Once the called client (e.g., multimedia workstation, PDA or cell phone) receives the invitation to join the session, it can accept the call, or perhaps forward it to a voice messaging system or even a unified messaging (UM) system, or perhaps to another Japanese-speaking user. If the call is multimedia in nature, but the receiving client is not, it may elect to accept only the media types it can support.
For example, it may accept the voice component of the call while rejecting the video component. If appropriate, multiple clients can be rung at once through a process known as call forking or splitting, and
each client can deal with the call in the manner most appropriate. During the course of the call, additional functions such as whiteboarding or data conferencing can be added through additional invite requests from any of the clients.
SIP makes use of UDP (User Datagram Protocol), for performance reasons. This puts the responsibility for error control on the receiving device, but is much faster than TCP (Transmission Control Protocol).

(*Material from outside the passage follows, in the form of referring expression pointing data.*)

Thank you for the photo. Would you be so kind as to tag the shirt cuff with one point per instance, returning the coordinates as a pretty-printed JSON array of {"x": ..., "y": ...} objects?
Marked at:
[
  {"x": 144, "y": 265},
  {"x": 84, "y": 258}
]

This reliance on UDP is typical in real-time compressed VoIP and video over IP networking. TCP is optional, but it can be done and it certainly is more reliable.
If this sounds a lot cleaner and faster than the H.323 approach, it's because it is. SIP also scales much better than H.323, which is due in part to its reliance on a variation of the existing addressing scheme employed in the Internet. SIP also is a lot more flexible, as it allows individual receiving clients to tailor the incoming call to their own capabilities. Further, the nature of the call can change while it is in progress.
By the way, SIP's reliance on the URL addressing scheme defined by the DNS (Domain Name System) of the Internet is an incredible advantage, as it ties into the effort of the IETF's ENUM Working Group. That group is working on the interconnection of DNS and the E.164 numbering scheme used in the PSTN. Ultimately, that work will enable the interoperability of the two numbering schemes in a full convergence scenario.
Which Way Did It Go? Which Way Did It Go?
Despite the obvious advantages, SIP had a long way to go to replace the incumbent H.323. (It's always tough to replace an incumbent.) The fact that the final standard wasn't approved until June 2002 didn't help. What certainly did help was Microsoft's decision (2001) to incorporate SIP in Windows XP, Windows CE 4.0, Windows .NET Server and other devices embedded with XP. Now it's not as though a lot of other major telecom and datacom vendors didn't get behind SIP, but Microsoft's support makes a big difference in the life of any standard these days.
Between the time SIP was first announced in 1999 and its finalization in 2002, a lot of pre-release products were developed and marketed. As is typical, the vendors didn't all take the same approach, exercising different options and maintaining different levels of currency with the developing standard.
That's created interoperability problems, which is not exactly why standards are developed. After all, standards are supposed to allow multiple manufacturers to build to the same core specifications, which ultimately provides carriers, service providers and end user to deploy networks comprising product of diverse origins without compromising interconnectivity and interoperability. These issues ultimately will be sorted out, but it may be a while.
The IETF regularly holds SIP Test Events to test product interoperability, and at increasing levels of difficulty. There are strong indications that at least one third-party organization will soon emerge to assume responsibility for SIP certification. In the meantime, IP carriers and service providers are rolling out networks and services based on SIP, dealing with the problems as they go and confidant that it all will be.